Ballyhale expecting a tough examination
This week has been a visit to purgatory for everyone involved with Oulart-The Ballagh and Ballyhale Shamrocks. Sunday’s late, yet correct, decision by referee Barry Kelly to postpone the Leinster club semi-final, forcing the eventual victors into the depths of December hurling has been a frustrating blow. Everything was ready to go only for the monsoon to send them all home.
“It’s difficult, especially so close to the start time,” said Oulart manager Pat Herbert. “With so much water on the pitch he just had to call it off. Major disappointment, for both teams. They were totally focused from the night before at home, families had travelled down in the morning, and suddenly there is the deflation. Another major disappointment is come Saturday it will be four weeks since we beat Kilmacud Crokes.”
Ballyhale selector Michael Kelly agreed: “We just wanted to get back on the bus and straight back home as fast as possible.”
At least Oulart wing back Lar Prendergast gets to enter his sixth-week rehabilitating damaged ankle tendons – he’ll have a fitness test on Friday – but Kilkenny’s newest All Star, TJ Reid, will not recover from the cracked kneecap, sustained in the All-Ireland final replay, until February.
Playing top club matches in deep December could be seen as disrespectful to the teams – or a test of their inner steel.
“Any team likes fast ball, no matter who you are playing,” Herbert explained. “It’s a pity to be playing such high level hurling in these conditions.A mistake, caused by the conditions, can be so costly.
“This time of year just isn’t conducive to this game. It is unfortunate that a Leinster hurling final, the showcase of the year, will be played two weeks before Christmas.”
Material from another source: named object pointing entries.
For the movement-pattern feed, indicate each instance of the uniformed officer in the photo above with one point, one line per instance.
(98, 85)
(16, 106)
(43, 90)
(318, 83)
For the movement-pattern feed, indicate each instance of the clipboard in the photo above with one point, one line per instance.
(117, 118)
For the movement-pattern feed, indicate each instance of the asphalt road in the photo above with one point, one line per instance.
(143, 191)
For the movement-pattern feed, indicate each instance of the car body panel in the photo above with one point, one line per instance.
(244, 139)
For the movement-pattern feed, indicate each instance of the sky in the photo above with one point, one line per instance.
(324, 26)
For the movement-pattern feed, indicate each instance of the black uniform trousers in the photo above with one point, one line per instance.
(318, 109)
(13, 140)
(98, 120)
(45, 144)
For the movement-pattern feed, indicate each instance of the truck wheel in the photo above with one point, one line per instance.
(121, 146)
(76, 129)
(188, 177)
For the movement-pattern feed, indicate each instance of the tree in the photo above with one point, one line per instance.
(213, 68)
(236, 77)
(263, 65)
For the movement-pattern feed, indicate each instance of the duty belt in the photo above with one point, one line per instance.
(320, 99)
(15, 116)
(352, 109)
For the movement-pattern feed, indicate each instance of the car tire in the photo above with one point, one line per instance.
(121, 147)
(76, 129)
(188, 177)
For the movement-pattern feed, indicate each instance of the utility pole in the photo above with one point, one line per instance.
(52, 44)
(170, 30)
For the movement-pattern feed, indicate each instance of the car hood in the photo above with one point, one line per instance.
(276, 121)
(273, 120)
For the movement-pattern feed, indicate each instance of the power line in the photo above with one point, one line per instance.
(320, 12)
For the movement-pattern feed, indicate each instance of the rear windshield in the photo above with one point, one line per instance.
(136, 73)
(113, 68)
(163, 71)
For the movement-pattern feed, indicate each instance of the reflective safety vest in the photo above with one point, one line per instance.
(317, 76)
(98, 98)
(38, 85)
Offaly champions Kilcormac/Killoughey are waiting. “The All-Ireland final has been traditionally held in September and unless that is brought forward it is very difficult to change it,” says Herbert
Ballyhale’s attitude is evident in their results. They don’t even attempt to hurl like they would in August. They see it as a different type of hurling, arguably even a different sport.
“This is the kind of weather the club championship is played in all the way down through the years,” said Kelly. “Same goes for Fitzgibbon hurling; it’s played over the winter months. It adds a little bit to it; it is a survival test as much as anything. An endurance test, not a test of pure hurling skill that we see during the summer time.
“We are expecting another tough encounter down in Wexford Park on Saturday. We know we will be up against it.”